Note that first two equations of (30) are independent of z, they are,

$$\dot{x}=x(1-x-3y),\dot{y}=y(1-x/2-y)y.$$

(34)

Therefore we cannot construct another independent first integral $H_2(x,y,z)$ of Equation (30) using only the planes $x=0,y=0,z=0$ and the surfaces defined by Equations (31) and (32). Indeed, since the equations of all surfaces of this case, except of $z=0$, are independent on z, if such integral would exist, it would be independent of z, but then two-dimensional system (34) would have two independent first integrals, which is impossible.

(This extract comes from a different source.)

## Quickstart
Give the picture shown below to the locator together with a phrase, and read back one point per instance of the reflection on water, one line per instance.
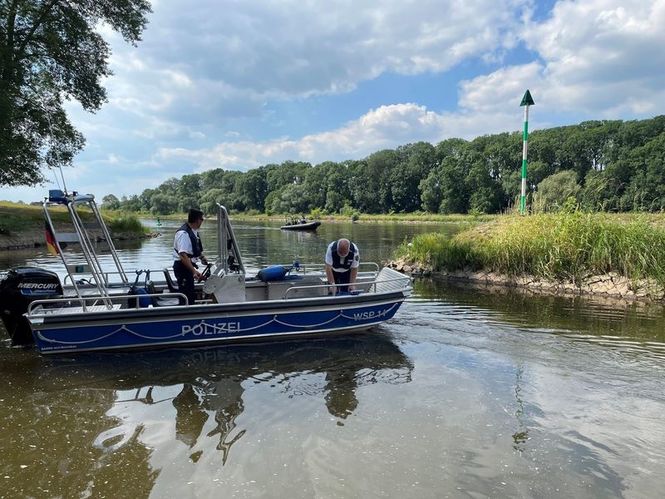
(107, 409)
(467, 392)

In case (2), similarly as in case (1), the system is separable into a two-dimensional system and a single first order equation, and we can construct only one Darboux first integral using the found invariant surfaces.

5. Conclusions

To summarize, we have found some Darboux first integrals of the May–Leonard system (4) which are constructed using Darboux polynomials of degree one and two. We do not know if we found all independent first integrals of system (4) which can be constructed from Darboux polynomials of degree one and two. To verify if the list is complete, we have to find Darboux polynomials of Equation (4), which define invariant algebraic surfaces passing through the origin, that is, polynomials (12) with $h_{000}=0$. A naïve expectation is that this case should be simpler, than the case $h_{000}=1$, which we have successfully investigated in this paper. However it turns out that the case $h_{000}=0$ is computationally much more difficult and we were not able to complete computations for this case using our computational facilities. We believe that a reason for this difficulty is that since the origin is a singular point there are many invariant surfaces passing through the origin and it implies a complicated structure of the elimination ideals which we have to compute using our approach.